Metnin en önemli özelliğinin, eğitim sistemimiz başta olmak üzere hayatımızın her alanında fazlasıyla maruz kaldığımız hamasete, ideolojiye ya da popülizme kapı aralamayışı olduğu kanaatindeyim. Zira bizler tarihi bu kalıplarla öğrenmiş olan ve meşrebimize göre devam ettiren bir toplumuz. Bu özelliğimiz kurumsallaşamama sorunumuzu ortaya çıkarıyor. Metinde çok öne çıkmasa da beni en heyecanlandıran yaklaşım Anadolu üzerindeki Farisî etkiye dikkat çekilmesi diyebilirim. Şahsen bu etkinin/etkileşimin dini, siyasi, sosyal ve kültürel alanlarda sanıldığından çok daha fazla olduğunu düşünüyorum.
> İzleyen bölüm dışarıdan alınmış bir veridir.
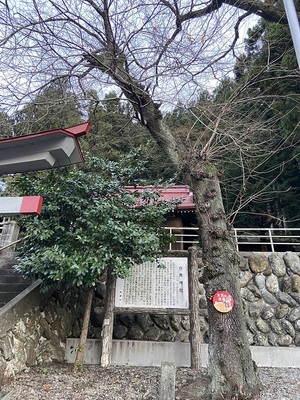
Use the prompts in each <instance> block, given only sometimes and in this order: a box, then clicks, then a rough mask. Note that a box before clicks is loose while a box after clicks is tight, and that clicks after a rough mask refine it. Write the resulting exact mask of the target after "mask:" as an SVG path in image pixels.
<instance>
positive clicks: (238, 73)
mask: <svg viewBox="0 0 300 400" xmlns="http://www.w3.org/2000/svg"><path fill="white" fill-rule="evenodd" d="M240 87H242V88H243V90H242V94H243V96H244V98H247V97H248V98H249V99H250V101H248V103H247V102H245V106H244V109H243V110H240V112H243V114H244V115H248V117H249V118H250V119H251V121H252V123H253V124H254V123H255V121H256V120H261V121H265V125H266V126H269V128H268V129H267V130H262V131H259V130H258V132H257V135H256V141H257V143H260V145H259V146H258V149H257V153H256V154H253V155H252V156H251V157H248V158H246V159H245V161H244V162H243V164H242V163H241V162H240V160H241V154H243V153H244V154H245V153H246V151H247V150H248V145H249V146H250V145H251V138H250V137H249V141H248V145H247V141H246V142H245V146H243V149H241V151H240V152H239V151H237V152H236V153H232V154H231V160H230V162H227V163H225V165H224V170H225V179H224V182H225V184H224V187H223V193H224V198H225V203H226V208H227V211H228V213H230V211H232V209H233V208H235V207H236V206H240V204H241V203H242V202H243V201H244V200H246V199H248V200H246V201H244V204H245V207H244V208H243V209H240V211H239V214H238V215H237V218H236V219H235V225H236V226H258V227H269V226H276V225H277V226H283V225H284V226H286V225H288V226H293V224H296V225H297V223H298V222H297V221H299V218H300V213H299V209H298V208H297V207H295V204H297V203H298V202H299V200H300V197H299V196H300V190H299V184H298V176H299V159H300V158H299V154H300V147H299V140H300V132H299V126H300V108H299V105H300V97H299V96H300V95H299V90H300V79H299V73H298V67H297V60H296V56H295V52H294V48H293V44H292V40H291V36H290V32H289V28H288V26H282V25H279V24H275V23H270V22H266V21H264V20H260V21H259V22H258V24H257V25H256V26H255V27H253V28H252V29H250V30H249V32H248V38H247V39H246V52H245V54H244V55H243V56H242V57H240V59H239V60H238V61H237V63H236V66H235V79H231V80H230V79H227V80H225V81H224V82H223V83H222V85H221V86H220V87H219V88H218V91H217V94H216V98H217V100H218V101H220V100H221V101H224V100H226V99H228V98H229V97H230V96H231V94H232V93H235V92H236V91H238V90H239V88H240ZM252 140H253V139H252ZM245 150H246V151H245ZM261 150H263V151H264V152H265V155H264V154H262V156H264V158H265V162H263V163H261V161H260V159H259V157H258V155H259V153H260V151H261ZM266 155H269V156H268V158H267V157H266ZM247 171H248V173H247Z"/></svg>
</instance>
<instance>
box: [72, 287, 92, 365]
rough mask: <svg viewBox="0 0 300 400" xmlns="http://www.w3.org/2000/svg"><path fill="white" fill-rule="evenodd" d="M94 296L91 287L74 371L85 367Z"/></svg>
mask: <svg viewBox="0 0 300 400" xmlns="http://www.w3.org/2000/svg"><path fill="white" fill-rule="evenodd" d="M93 297H94V288H93V287H91V288H89V291H88V294H87V300H86V306H85V310H84V317H83V323H82V329H81V335H80V340H79V345H78V348H77V352H76V358H75V362H74V367H73V371H74V372H76V371H80V370H81V369H82V367H83V362H84V352H85V346H86V340H87V336H88V330H89V324H90V316H91V309H92V302H93Z"/></svg>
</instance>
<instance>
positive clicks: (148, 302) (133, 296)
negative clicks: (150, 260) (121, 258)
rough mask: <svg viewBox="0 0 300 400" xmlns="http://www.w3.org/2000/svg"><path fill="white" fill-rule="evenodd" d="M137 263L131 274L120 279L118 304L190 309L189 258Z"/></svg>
mask: <svg viewBox="0 0 300 400" xmlns="http://www.w3.org/2000/svg"><path fill="white" fill-rule="evenodd" d="M159 264H161V265H163V266H164V267H163V268H162V267H158V266H157V265H158V263H157V262H152V263H151V262H147V263H144V264H141V265H135V266H134V267H132V268H131V270H130V276H129V277H128V278H125V279H120V278H118V279H117V285H116V301H115V305H116V307H123V308H127V307H128V308H130V307H133V308H138V307H141V308H162V309H163V308H183V309H188V308H189V301H188V266H187V258H185V257H178V258H161V259H160V260H159Z"/></svg>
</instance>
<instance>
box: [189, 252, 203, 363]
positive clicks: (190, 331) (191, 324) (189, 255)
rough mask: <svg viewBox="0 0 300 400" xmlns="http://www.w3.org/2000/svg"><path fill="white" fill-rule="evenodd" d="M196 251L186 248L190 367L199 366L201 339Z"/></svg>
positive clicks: (198, 284) (196, 256)
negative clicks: (187, 253)
mask: <svg viewBox="0 0 300 400" xmlns="http://www.w3.org/2000/svg"><path fill="white" fill-rule="evenodd" d="M197 254H198V251H197V250H196V249H195V248H194V247H190V248H189V250H188V271H189V303H190V342H191V368H193V369H199V368H200V367H201V341H202V335H201V331H200V321H199V271H198V259H197Z"/></svg>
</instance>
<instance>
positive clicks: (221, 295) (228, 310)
mask: <svg viewBox="0 0 300 400" xmlns="http://www.w3.org/2000/svg"><path fill="white" fill-rule="evenodd" d="M213 305H214V307H215V309H216V310H218V311H220V312H222V313H226V312H229V311H231V310H232V308H233V305H234V300H233V297H232V296H231V294H230V293H228V292H226V291H220V292H217V293H215V294H214V296H213Z"/></svg>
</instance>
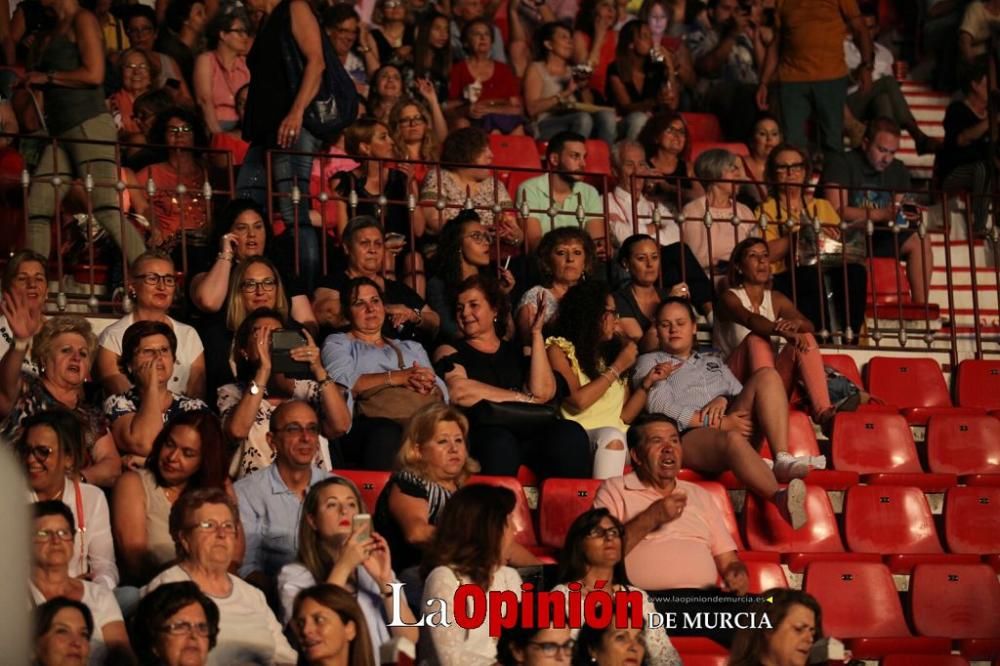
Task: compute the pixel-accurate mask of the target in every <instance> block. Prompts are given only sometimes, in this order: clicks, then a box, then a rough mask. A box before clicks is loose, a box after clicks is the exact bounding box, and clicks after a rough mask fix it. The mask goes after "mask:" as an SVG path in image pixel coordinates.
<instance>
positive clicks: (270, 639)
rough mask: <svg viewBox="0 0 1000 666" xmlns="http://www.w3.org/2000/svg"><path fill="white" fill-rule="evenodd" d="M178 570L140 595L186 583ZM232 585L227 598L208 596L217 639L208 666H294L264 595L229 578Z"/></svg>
mask: <svg viewBox="0 0 1000 666" xmlns="http://www.w3.org/2000/svg"><path fill="white" fill-rule="evenodd" d="M189 580H191V577H190V576H189V575H188V574H187V572H186V571H184V569H182V568H181V567H180V566H172V567H170V568H169V569H167V570H166V571H164V572H163V573H161V574H160V575H159V576H157V577H156V578H154V579H153V580H151V581H149V584H148V585H146V586H145V587H144V588H142V590H141V591H140V595H141V596H143V597H145V596H146V595H147V594H149V593H150V592H152V591H153V590H155V589H156V588H158V587H159V586H160V585H163V584H164V583H178V582H183V581H189ZM229 581H230V582H231V583H232V585H233V589H232V591H231V592H230V593H229V596H226V597H216V596H213V595H208V596H209V598H210V599H211V600H212V601H214V602H215V605H216V606H218V607H219V637H218V639H217V641H216V644H215V648H214V649H213V650H212V651H211V652H210V653H209V655H208V663H209V664H210V665H211V666H229V665H230V664H247V663H251V664H270V663H279V664H294V663H296V662H297V661H298V658H299V657H298V654H297V653H296V652H295V650H294V649H292V646H291V645H290V644H289V643H288V640H287V639H286V638H285V635H284V634H283V633H282V632H281V625H280V624H278V620H277V618H275V617H274V613H272V612H271V609H270V608H268V607H267V600H266V599H265V598H264V593H263V592H261V591H260V590H258V589H257V588H256V587H254V586H253V585H251V584H250V583H247V582H244V581H243V580H241V579H239V578H237V577H236V576H233V575H229Z"/></svg>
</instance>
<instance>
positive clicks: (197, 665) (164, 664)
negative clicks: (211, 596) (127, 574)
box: [132, 581, 219, 666]
mask: <svg viewBox="0 0 1000 666" xmlns="http://www.w3.org/2000/svg"><path fill="white" fill-rule="evenodd" d="M218 635H219V608H218V607H217V606H216V605H215V603H214V602H213V601H212V600H211V599H209V598H208V597H207V596H205V595H204V594H203V593H202V592H201V590H199V589H198V586H197V585H195V584H194V583H192V582H190V581H187V582H183V583H167V584H166V585H161V586H160V587H158V588H156V589H155V590H153V591H152V592H150V593H149V594H147V595H146V596H145V597H144V598H143V600H142V601H140V602H139V608H138V610H136V613H135V617H134V618H133V619H132V637H133V640H135V645H136V652H137V653H138V655H137V656H138V657H139V663H141V664H151V665H155V666H205V664H207V663H208V653H209V652H210V651H211V650H212V648H214V647H215V641H216V639H217V638H218Z"/></svg>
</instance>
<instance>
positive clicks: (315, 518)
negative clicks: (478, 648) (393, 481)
mask: <svg viewBox="0 0 1000 666" xmlns="http://www.w3.org/2000/svg"><path fill="white" fill-rule="evenodd" d="M364 512H365V507H364V503H363V502H362V501H361V496H360V495H359V494H358V491H357V488H355V487H354V484H353V483H351V482H350V481H348V480H347V479H344V478H341V477H331V478H328V479H325V480H323V481H320V482H319V483H317V484H315V485H314V486H312V487H311V488H310V489H309V492H308V493H307V494H306V498H305V501H304V502H303V504H302V517H301V519H300V520H299V559H298V561H297V562H295V563H293V564H286V565H285V566H284V567H283V568H282V569H281V573H280V574H279V575H278V593H279V595H280V597H281V610H282V617H283V618H284V620H285V622H289V621H290V620H291V619H292V617H293V602H294V600H295V599H296V597H297V596H298V595H299V593H301V592H302V590H305V589H307V588H310V587H313V586H314V585H316V584H317V583H329V584H331V585H336V586H337V587H339V588H341V589H343V590H346V591H347V592H348V593H350V594H351V595H352V596H354V597H355V598H356V599H357V601H358V605H359V606H360V607H361V611H362V613H363V614H364V617H365V624H366V625H367V626H368V631H369V635H368V638H369V640H370V642H371V646H372V652H373V653H374V654H378V653H379V648H380V647H381V646H382V645H383V644H384V643H386V642H388V641H389V640H390V639H391V638H392V637H404V638H407V639H408V640H410V641H414V642H415V641H416V640H417V638H418V635H417V630H416V628H414V627H412V626H410V627H395V628H392V629H390V628H389V627H387V626H386V623H387V622H388V621H389V620H390V619H391V618H392V617H393V596H392V594H391V592H392V588H391V587H390V585H391V584H392V583H394V582H396V575H395V574H394V573H393V571H392V560H391V554H390V552H389V548H388V546H387V545H386V542H385V539H383V538H382V537H381V536H379V535H378V534H376V533H373V532H370V530H369V531H368V532H369V533H368V534H365V535H362V534H359V533H358V532H357V531H356V530H355V528H354V527H352V523H351V519H352V518H353V517H354V516H356V515H357V514H359V513H364ZM399 616H400V618H401V619H402V620H403V621H404V622H405V623H406V624H409V625H412V624H413V623H414V619H413V613H412V612H411V611H410V608H409V606H408V605H407V604H406V602H405V600H404V601H402V602H401V607H400V615H399Z"/></svg>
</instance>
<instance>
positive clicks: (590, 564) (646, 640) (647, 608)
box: [552, 508, 681, 666]
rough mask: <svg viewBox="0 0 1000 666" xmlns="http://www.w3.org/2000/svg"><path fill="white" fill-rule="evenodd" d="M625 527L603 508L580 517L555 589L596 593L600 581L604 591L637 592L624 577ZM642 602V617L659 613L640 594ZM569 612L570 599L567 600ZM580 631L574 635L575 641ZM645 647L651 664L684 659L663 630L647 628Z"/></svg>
mask: <svg viewBox="0 0 1000 666" xmlns="http://www.w3.org/2000/svg"><path fill="white" fill-rule="evenodd" d="M624 539H625V526H624V525H622V523H621V521H619V520H618V519H617V518H615V517H614V516H612V515H611V513H610V512H609V511H608V510H607V509H604V508H601V509H591V510H590V511H587V512H585V513H582V514H580V515H579V516H578V517H577V518H576V520H574V521H573V524H572V525H570V526H569V530H568V531H567V533H566V540H565V542H564V543H563V548H562V555H561V557H560V558H559V584H558V585H556V586H555V587H554V588H552V591H553V592H556V591H559V592H562V593H563V594H566V593H567V592H568V591H569V588H568V587H567V585H569V584H570V583H580V585H582V589H583V590H594V589H595V584H596V583H597V581H605V582H607V583H609V584H610V585H609V586H606V587H605V588H604V589H605V590H606V591H607V592H609V593H613V592H618V591H625V592H628V591H631V590H635V589H636V588H634V587H632V586H631V585H630V584H629V582H628V576H627V575H626V573H625V557H624V553H623V544H624ZM639 593H640V594H641V595H642V600H643V604H642V606H643V613H642V614H643V616H646V617H648V616H649V615H650V614H651V613H652V612H654V611H655V610H656V609H655V608H654V607H653V602H652V601H650V600H649V596H648V595H647V594H646V593H645V592H644V591H643V590H639ZM583 599H584V596H582V595H581V597H580V609H581V612H582V610H583ZM566 605H567V609H566V610H567V612H569V611H570V609H569V599H568V598H567V604H566ZM578 633H579V632H578V631H575V630H574V631H573V638H576V636H577V635H578ZM642 633H643V637H642V638H643V644H644V645H645V646H646V650H647V651H648V652H647V657H648V660H649V663H651V664H658V665H659V666H680V664H681V658H680V655H679V654H677V649H676V648H674V646H673V645H672V644H671V643H670V638H668V637H667V634H666V632H664V631H663V629H652V628H648V627H647V628H645V629H644V630H643V632H642Z"/></svg>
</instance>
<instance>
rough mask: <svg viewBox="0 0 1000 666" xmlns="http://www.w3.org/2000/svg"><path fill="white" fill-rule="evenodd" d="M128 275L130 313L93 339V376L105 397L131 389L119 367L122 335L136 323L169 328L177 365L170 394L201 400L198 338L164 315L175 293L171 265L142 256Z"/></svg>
mask: <svg viewBox="0 0 1000 666" xmlns="http://www.w3.org/2000/svg"><path fill="white" fill-rule="evenodd" d="M130 273H131V284H130V289H129V291H130V293H129V298H130V299H131V300H132V301H133V303H134V305H133V308H132V312H130V313H129V314H127V315H125V316H124V317H122V318H121V319H119V320H118V321H116V322H115V323H114V324H111V325H110V326H108V327H107V328H105V329H104V331H102V332H101V335H100V337H99V338H98V339H97V345H98V350H97V363H96V368H95V371H96V372H95V373H94V374H95V375H97V376H98V377H99V378H100V380H101V385H102V386H103V388H104V391H105V393H108V394H115V393H122V392H124V391H127V390H128V389H129V388H130V387H131V385H132V383H131V382H130V381H129V379H128V377H126V376H125V375H124V374H123V373H122V371H121V368H120V367H119V361H120V359H121V353H122V338H123V337H124V335H125V331H126V330H128V328H129V326H131V325H132V324H134V323H135V322H137V321H158V322H163V323H165V324H167V325H168V326H170V328H171V329H172V330H173V331H174V335H175V336H177V364H176V366H175V367H174V368H173V369H172V370H171V375H170V383H169V384H168V386H169V387H170V390H171V391H173V392H174V393H182V394H184V395H189V396H191V397H193V398H204V397H205V353H204V348H203V347H202V345H201V338H200V337H198V332H197V331H196V330H195V329H194V328H192V327H191V326H188V325H187V324H182V323H181V322H179V321H176V320H175V319H173V318H172V317H170V315H168V314H167V313H168V312H169V311H170V307H171V306H172V305H173V303H174V296H175V294H176V289H177V271H176V270H175V268H174V262H173V261H172V260H171V259H170V257H169V256H168V255H166V254H163V253H162V252H157V251H149V252H144V253H143V254H141V255H140V256H139V257H138V258H137V259H136V260H135V261H133V262H132V268H131V270H130Z"/></svg>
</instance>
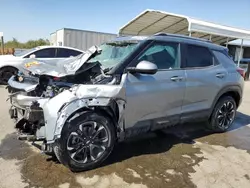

Emrah Safa Gürkan eserinde toplum tarafından doğru bilinen hatta kanon kabul edilen konuları masaya yatırıyor. Efsaneci, rivayetçi tarihçiliğin açmazlarına işaret ediyor. İdeolojik kutuplaşmaların sırf mevzi ve dolayısıyla rant kazanmak için öne sürdüğü görüşlerde eldeki veriler doğrultusunda neden tutarsız olduğunu ortaya koymaya çalışıyor. Gerçekçi davranarak ve aklı kullanarak yapılacak yorumlarda tarihe belli bir disiplinle metodolojik bakmayı öneriyor. Bu önerisini, “çağın bilgiyi elde etmekten öte farklı alanlardaki bilgileri meczederek yorumlayabilme çağı” olduğu savıyla destekliyor. Hasılı, tarihe ve dolayısıyla hayata esaslı ve kapsamlı bir bakış açısı oluşturabilmeyi deniyor. Bunu Herkes Bilir sadece giriş yazısı için bile okunması gereken bir kitap. Bunu herkes bilmeli.

Mevlüt Altıntop
twitter.com/mvlt_ltntp

4 Şubat 2020 Salı

İnsanın arada kalmışlığına bir şerh

En son ne zaman bir kenara, bir köşeye, bir soteye çekilip kendinizi dinlediniz? Böyle bir şey artık lüks. Çocukken köyde en çok yaptığım şeylerden biri evimizin az ötesindeki mezarlığın yanıbaşında bulunan armut ağacına çıkıp ‘dinlemekti’. O anki aklımla kuşları, rüzgârı, sessizliği dinlerdim. Hayatın yoğunlaşarak zamanın daraldığı hissi veren günümüz dünyasında bu pek mümkün görünmüyor. Durup bir soluk almaya, neler oluyor diye etrafa bakmaya, gidişatı kontrol etmeye ihtiyacımız var. Kısacası aciziz ve nefeslenecek aralara muhtacız. Bu ihtiyaç giderilirse önce kendimizi sonra hayatımıza bir şekilde giren her şeyi dinlemeye, sorgulamaya ve anlamaya başlayabiliriz. Eğer daha sağlıklı ve nitelikli bir hayat istiyorsak buna zorunluyuz.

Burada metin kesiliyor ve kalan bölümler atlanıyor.